Dear Editor:
Re: Raccoons feast on her grubby lawn, Burnaby NOW, Oct. 8. I can fully understand Linda Cappelletti's aggravation on the raccoons tearing up her lawn in Burnaby. My mom and I live on Kitchener Street in North Burnaby, and our backyard has been constantly dug up for the past three years by the raccoons.
This year has been the worst ever. As my mom uses a walker to check out her garden at the side of the house, she can no longer go out onto what is supposed to be a beautiful flat green grass lawn as it is all lumpy from trying to roll back the grass that has been dug up.
Right now, I have just come in from attempting to roll the grass back but have decided to stop doing this and will have to get someone in to pull up the grass and expose the dirt, hopefully killing off the chafer worm that the raccoons go after and then hopefully the raccoons will get the idea that there is no food for them in our backyard.
I have been given numerous suggestions to try to discourage the raccoons from coming into the yard - nematode applications, flashers, dollar store pinwheels, lights and netting, but the raccoons that love our backyard ignore all.
Our backyard has always been admired by the HandiDart drivers that assist my mom to the backyard, by taxi drivers who have also assisted her, and now anyone coming into our backyard is shocked at what was once a beautiful flat backyard lawn is now all torn up.
The City of Burnaby is not interested in helping out any homeowner with this problem, and as they have banned any form of chemicals to put down on lawns this problem is only going to get worse.

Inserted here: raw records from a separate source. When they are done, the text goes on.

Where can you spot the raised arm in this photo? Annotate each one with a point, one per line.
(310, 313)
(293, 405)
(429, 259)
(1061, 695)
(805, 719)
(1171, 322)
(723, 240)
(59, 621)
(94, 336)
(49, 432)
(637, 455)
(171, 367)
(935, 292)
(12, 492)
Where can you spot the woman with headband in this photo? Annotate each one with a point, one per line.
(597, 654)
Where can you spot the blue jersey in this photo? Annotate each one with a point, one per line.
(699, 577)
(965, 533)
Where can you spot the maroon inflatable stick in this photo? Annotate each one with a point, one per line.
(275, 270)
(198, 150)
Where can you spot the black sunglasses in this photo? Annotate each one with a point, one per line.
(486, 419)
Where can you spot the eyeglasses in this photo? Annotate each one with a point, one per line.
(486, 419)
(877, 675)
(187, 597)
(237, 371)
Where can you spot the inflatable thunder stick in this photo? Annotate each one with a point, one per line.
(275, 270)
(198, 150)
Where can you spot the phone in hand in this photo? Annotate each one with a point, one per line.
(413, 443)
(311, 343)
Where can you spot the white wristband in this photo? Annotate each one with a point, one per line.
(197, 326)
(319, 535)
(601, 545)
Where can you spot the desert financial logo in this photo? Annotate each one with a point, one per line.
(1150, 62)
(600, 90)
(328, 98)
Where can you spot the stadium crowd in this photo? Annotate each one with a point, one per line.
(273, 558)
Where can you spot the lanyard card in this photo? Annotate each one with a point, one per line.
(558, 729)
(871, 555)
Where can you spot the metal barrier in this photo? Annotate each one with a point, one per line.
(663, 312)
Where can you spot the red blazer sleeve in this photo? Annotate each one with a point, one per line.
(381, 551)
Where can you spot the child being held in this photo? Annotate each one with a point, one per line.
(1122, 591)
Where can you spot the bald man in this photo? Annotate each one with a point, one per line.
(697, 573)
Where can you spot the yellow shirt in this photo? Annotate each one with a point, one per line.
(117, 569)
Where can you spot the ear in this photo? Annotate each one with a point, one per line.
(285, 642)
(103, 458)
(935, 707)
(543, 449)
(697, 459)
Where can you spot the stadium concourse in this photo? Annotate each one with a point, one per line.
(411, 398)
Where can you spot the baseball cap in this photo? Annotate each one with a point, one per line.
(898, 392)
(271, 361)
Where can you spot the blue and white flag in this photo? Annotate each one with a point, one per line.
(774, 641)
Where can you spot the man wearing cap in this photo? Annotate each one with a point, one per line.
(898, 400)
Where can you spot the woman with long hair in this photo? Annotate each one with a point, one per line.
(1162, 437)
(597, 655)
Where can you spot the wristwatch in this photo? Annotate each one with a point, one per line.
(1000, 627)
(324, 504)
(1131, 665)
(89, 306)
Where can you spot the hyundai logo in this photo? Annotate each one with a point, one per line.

They have suggested calling pest control companies, which I did contact, and if we want to pay upwards of $500-plus to catch the raccoon (no guarantee that they won't come back - skunks included), I am now at my wits' end in knowing what to do.
If anyone has any suggestions as to whom I can contact to pull up the grass that has been rolled back by the raccoons, I would love to get a company name!
Any other recommendations to get rid of the raccoons would also be appreciated.
By the way, last night I looked out the basement window and saw a raccoon. I opened the door, yelled at it, sprayed it with water from the hose - and it just looked at me as though to say "Ha, ha, ha, don't disturb me, I am eating!"